Eleven pilot whales were rescued on Saturday after being stranded in Sri Lanka. Three whales died on the shore.
A navy team assisted in the rescue effort with local fishermen who first spotted the pod after midnight near the village of Kudawa, located on the southern coast of Sri Lanka.
“There were fourteen of them, and three were dead when coming ashore,” wildlife officer Eranda Gamage told news agency AFP. “They had to be taken into the deeper seas to drop them there so they would not return to the shore. The navy took them in their boats and released them.”
Pilot whales have large, bulbous foreheads and short, stubby dorsal fins and are found in the North Atlantic, North Pacific, and Southern Ocean.
They can grow up to 20 feet in length and weigh up to 6 tons and inhabit deep waters near the coast and feed on a variety of prey, including squid and fish.
Pilot whales are highly social animals and are often found in large groups, or pods, that can number up to 100 individuals. These pods are highly structured and are composed of close-knit family units. They are known for their complex vocalizations and use a variety of sounds, including whistles, clicks, and pulsed calls to communicate with one another.
The marine animal face many threats, including hunting, entanglement in fishing gear, and pollution. They are also vulnerable to noise pollution and the effects of climate change.
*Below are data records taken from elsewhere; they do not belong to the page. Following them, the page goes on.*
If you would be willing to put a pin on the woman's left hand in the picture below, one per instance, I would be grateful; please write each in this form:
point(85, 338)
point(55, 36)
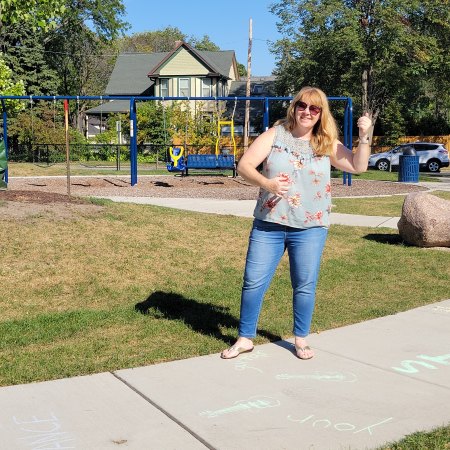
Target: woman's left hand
point(364, 123)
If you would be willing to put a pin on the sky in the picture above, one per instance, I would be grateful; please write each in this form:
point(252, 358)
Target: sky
point(226, 24)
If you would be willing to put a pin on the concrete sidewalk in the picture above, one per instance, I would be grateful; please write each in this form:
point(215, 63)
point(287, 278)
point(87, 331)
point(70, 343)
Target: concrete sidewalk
point(244, 208)
point(369, 383)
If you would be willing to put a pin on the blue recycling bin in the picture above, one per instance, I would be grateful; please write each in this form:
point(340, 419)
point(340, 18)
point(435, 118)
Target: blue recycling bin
point(408, 170)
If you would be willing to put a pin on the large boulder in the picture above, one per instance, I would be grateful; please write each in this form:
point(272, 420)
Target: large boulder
point(425, 220)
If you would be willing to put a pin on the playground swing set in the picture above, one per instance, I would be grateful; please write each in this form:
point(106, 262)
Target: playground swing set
point(179, 159)
point(224, 158)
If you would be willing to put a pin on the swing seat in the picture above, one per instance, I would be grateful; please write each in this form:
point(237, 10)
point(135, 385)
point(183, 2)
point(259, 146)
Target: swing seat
point(210, 162)
point(176, 160)
point(180, 167)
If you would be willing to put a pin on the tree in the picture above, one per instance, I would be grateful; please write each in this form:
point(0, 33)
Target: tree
point(9, 87)
point(371, 50)
point(204, 44)
point(25, 55)
point(151, 41)
point(37, 13)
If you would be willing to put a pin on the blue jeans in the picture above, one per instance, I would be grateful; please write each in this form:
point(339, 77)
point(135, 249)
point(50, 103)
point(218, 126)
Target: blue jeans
point(267, 244)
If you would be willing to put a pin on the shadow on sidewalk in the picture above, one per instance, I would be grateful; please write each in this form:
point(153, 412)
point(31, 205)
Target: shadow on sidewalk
point(204, 318)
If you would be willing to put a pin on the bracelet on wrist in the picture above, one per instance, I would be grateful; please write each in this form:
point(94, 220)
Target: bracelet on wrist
point(364, 140)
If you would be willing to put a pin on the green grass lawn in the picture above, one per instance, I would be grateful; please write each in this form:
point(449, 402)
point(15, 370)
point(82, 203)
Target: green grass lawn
point(70, 288)
point(134, 285)
point(377, 206)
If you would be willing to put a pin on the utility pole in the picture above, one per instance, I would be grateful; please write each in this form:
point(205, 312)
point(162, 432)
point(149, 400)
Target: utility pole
point(247, 92)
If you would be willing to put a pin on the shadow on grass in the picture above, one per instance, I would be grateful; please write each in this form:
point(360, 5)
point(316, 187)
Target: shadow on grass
point(390, 239)
point(204, 318)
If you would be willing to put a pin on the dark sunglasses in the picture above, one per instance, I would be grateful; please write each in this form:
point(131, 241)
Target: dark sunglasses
point(313, 109)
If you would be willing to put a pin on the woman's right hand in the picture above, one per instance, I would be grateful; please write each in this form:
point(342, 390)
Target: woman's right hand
point(278, 186)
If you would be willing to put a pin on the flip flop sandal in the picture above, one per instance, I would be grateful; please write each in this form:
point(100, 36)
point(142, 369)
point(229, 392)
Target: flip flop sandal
point(239, 350)
point(302, 349)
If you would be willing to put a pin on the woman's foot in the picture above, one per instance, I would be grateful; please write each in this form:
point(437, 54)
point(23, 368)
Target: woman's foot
point(242, 345)
point(302, 349)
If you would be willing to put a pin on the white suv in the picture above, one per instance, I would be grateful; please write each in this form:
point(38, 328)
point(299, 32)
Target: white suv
point(432, 156)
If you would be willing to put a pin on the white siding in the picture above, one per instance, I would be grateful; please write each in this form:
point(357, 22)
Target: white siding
point(183, 63)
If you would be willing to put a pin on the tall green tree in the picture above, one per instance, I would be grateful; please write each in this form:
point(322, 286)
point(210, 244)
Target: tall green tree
point(10, 87)
point(371, 50)
point(37, 13)
point(25, 54)
point(151, 41)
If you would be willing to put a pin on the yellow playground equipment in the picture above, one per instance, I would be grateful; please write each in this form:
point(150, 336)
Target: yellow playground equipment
point(219, 150)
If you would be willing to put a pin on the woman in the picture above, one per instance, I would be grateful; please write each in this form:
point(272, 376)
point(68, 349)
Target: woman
point(293, 208)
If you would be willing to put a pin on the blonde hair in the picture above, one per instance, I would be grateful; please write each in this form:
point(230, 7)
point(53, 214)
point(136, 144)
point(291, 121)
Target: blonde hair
point(325, 131)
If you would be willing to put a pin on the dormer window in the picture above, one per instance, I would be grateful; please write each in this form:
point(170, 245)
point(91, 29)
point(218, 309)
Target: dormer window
point(206, 87)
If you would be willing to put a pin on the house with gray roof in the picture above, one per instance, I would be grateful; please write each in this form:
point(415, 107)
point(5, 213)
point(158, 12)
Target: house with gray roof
point(182, 72)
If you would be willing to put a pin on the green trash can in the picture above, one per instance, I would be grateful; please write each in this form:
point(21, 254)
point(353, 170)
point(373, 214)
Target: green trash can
point(3, 165)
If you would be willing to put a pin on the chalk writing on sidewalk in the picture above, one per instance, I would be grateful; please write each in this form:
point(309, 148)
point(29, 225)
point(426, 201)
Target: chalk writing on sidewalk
point(43, 433)
point(341, 426)
point(252, 404)
point(245, 360)
point(442, 308)
point(408, 365)
point(346, 377)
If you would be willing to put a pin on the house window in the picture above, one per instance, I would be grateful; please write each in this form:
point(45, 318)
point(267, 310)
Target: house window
point(164, 87)
point(206, 87)
point(184, 87)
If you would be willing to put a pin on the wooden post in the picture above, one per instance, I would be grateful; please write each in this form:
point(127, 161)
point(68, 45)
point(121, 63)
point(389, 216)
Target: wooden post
point(66, 120)
point(247, 93)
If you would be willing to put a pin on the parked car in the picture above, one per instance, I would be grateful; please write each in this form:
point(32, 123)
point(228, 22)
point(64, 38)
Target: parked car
point(432, 156)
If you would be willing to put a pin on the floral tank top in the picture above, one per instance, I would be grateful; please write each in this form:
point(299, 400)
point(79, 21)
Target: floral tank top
point(307, 203)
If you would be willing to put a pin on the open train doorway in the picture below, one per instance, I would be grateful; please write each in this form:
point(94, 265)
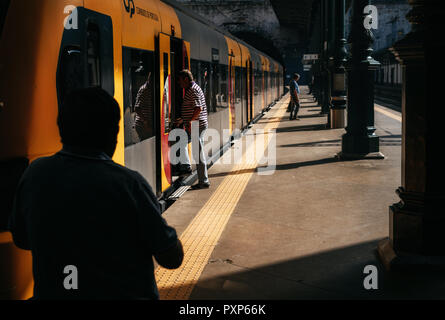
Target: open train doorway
point(173, 57)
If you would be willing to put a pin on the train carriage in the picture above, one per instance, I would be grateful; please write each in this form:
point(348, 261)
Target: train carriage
point(48, 48)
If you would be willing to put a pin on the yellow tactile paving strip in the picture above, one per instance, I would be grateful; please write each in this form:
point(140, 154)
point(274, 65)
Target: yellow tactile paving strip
point(203, 233)
point(389, 114)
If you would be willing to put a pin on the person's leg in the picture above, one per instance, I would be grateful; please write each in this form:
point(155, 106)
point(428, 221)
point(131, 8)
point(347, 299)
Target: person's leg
point(184, 160)
point(297, 110)
point(292, 111)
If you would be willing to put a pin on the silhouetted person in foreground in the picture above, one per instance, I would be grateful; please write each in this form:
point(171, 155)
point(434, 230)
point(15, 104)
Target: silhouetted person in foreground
point(92, 225)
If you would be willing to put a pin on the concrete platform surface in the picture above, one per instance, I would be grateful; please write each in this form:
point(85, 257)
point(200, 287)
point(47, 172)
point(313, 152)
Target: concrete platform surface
point(309, 228)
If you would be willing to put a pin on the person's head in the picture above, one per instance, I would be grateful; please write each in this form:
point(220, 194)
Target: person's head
point(185, 78)
point(89, 118)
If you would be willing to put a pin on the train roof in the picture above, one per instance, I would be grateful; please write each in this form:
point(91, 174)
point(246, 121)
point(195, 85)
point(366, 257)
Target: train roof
point(211, 25)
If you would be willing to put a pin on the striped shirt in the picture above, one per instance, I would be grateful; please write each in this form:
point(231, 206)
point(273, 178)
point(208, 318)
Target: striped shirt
point(194, 98)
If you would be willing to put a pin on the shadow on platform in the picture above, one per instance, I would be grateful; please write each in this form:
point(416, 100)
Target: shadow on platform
point(336, 274)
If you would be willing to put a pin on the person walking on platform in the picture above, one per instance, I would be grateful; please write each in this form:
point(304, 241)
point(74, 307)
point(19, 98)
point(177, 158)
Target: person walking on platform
point(194, 108)
point(295, 101)
point(92, 225)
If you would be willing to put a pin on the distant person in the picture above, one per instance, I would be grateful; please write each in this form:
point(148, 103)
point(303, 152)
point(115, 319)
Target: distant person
point(144, 110)
point(194, 109)
point(295, 100)
point(78, 208)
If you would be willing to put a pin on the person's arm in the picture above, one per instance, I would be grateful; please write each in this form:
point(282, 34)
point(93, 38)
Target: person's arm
point(297, 93)
point(197, 111)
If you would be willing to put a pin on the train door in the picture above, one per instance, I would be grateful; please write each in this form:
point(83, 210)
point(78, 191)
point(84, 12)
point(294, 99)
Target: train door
point(139, 76)
point(251, 91)
point(232, 92)
point(173, 56)
point(86, 55)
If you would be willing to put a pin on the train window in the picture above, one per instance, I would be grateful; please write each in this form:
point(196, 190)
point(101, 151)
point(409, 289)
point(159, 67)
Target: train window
point(139, 111)
point(222, 100)
point(93, 55)
point(166, 96)
point(4, 5)
point(238, 84)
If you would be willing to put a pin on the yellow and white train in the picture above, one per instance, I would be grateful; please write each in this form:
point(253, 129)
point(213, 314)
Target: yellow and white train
point(49, 47)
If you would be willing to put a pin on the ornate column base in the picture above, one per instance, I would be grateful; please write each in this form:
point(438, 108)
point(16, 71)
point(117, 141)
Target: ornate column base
point(360, 147)
point(417, 236)
point(397, 261)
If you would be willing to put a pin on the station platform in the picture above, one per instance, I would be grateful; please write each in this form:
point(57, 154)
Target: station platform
point(304, 230)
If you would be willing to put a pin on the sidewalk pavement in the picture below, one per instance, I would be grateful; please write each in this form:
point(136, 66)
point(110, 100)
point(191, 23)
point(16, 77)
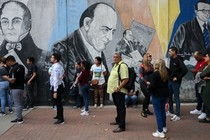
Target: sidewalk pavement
point(38, 125)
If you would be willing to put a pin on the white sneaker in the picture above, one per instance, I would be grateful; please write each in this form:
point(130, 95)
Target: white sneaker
point(85, 113)
point(101, 106)
point(175, 118)
point(82, 110)
point(169, 114)
point(158, 134)
point(195, 112)
point(165, 129)
point(202, 116)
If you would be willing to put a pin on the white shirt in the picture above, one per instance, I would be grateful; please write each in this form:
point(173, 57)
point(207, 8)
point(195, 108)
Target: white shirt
point(56, 76)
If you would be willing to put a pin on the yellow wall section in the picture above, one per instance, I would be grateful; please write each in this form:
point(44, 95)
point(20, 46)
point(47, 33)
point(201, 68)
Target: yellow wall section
point(164, 13)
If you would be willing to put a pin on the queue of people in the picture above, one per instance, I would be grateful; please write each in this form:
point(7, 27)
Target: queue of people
point(156, 80)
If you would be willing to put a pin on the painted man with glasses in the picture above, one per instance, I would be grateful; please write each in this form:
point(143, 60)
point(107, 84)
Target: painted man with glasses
point(194, 35)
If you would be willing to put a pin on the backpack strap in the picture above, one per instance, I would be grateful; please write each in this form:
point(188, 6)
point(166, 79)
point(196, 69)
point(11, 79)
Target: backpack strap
point(118, 71)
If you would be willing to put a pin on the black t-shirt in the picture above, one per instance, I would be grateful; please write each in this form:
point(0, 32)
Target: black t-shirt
point(31, 69)
point(17, 71)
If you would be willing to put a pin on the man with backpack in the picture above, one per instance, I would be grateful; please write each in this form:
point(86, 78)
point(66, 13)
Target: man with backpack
point(16, 84)
point(115, 87)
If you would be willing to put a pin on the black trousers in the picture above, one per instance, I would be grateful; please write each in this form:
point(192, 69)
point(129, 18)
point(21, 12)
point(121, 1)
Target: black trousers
point(119, 102)
point(58, 102)
point(146, 100)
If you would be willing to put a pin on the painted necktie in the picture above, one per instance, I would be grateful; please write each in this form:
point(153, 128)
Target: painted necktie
point(205, 35)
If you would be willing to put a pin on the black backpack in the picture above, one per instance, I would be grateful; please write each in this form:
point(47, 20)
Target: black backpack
point(131, 75)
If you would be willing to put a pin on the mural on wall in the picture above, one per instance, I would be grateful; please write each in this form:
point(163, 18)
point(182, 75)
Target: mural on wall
point(193, 35)
point(16, 24)
point(191, 32)
point(97, 26)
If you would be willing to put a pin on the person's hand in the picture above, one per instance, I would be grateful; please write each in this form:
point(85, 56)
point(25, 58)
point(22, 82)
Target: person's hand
point(117, 89)
point(55, 95)
point(174, 79)
point(206, 78)
point(148, 83)
point(28, 83)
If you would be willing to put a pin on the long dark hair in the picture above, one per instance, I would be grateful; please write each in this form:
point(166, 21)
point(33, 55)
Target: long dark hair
point(86, 65)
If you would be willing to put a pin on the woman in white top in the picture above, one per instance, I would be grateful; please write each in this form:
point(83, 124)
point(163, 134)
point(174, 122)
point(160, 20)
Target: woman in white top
point(98, 71)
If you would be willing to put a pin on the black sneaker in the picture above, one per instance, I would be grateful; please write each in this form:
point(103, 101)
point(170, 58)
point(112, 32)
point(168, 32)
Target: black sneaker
point(17, 121)
point(143, 114)
point(59, 122)
point(148, 112)
point(10, 111)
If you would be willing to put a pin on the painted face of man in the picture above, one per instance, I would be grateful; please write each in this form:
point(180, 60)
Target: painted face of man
point(12, 23)
point(129, 35)
point(171, 53)
point(117, 58)
point(203, 11)
point(52, 59)
point(102, 27)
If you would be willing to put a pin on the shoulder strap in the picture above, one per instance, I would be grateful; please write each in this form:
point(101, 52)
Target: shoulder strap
point(118, 71)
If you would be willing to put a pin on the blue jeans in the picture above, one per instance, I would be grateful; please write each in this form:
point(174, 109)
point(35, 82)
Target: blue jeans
point(84, 89)
point(9, 100)
point(4, 86)
point(119, 102)
point(174, 90)
point(160, 113)
point(199, 99)
point(131, 99)
point(17, 96)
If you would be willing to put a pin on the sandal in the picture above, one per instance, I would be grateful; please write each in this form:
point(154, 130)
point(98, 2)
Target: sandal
point(143, 114)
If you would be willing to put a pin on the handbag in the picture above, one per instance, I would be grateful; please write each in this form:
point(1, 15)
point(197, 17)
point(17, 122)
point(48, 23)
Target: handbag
point(74, 89)
point(94, 82)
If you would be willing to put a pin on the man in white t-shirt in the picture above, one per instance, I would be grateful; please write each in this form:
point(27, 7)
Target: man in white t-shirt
point(98, 71)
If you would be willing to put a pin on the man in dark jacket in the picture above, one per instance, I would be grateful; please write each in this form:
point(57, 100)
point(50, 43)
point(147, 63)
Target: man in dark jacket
point(177, 70)
point(190, 37)
point(97, 25)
There are several theories to why pilot whales strand themselves, including navigation errors, disorientation caused by underwater noises from boats or other environmental factors, and health issues such as disease or parasites.
In some cases, a single individual may strand himself, and this may then trigger a mass stranding as other individuals from the same pod follow the stranded individual and become beached themselves.
In November 2020, the navy helped rescue 120 pilot whales on western coast at Panadura in Sri Lanka.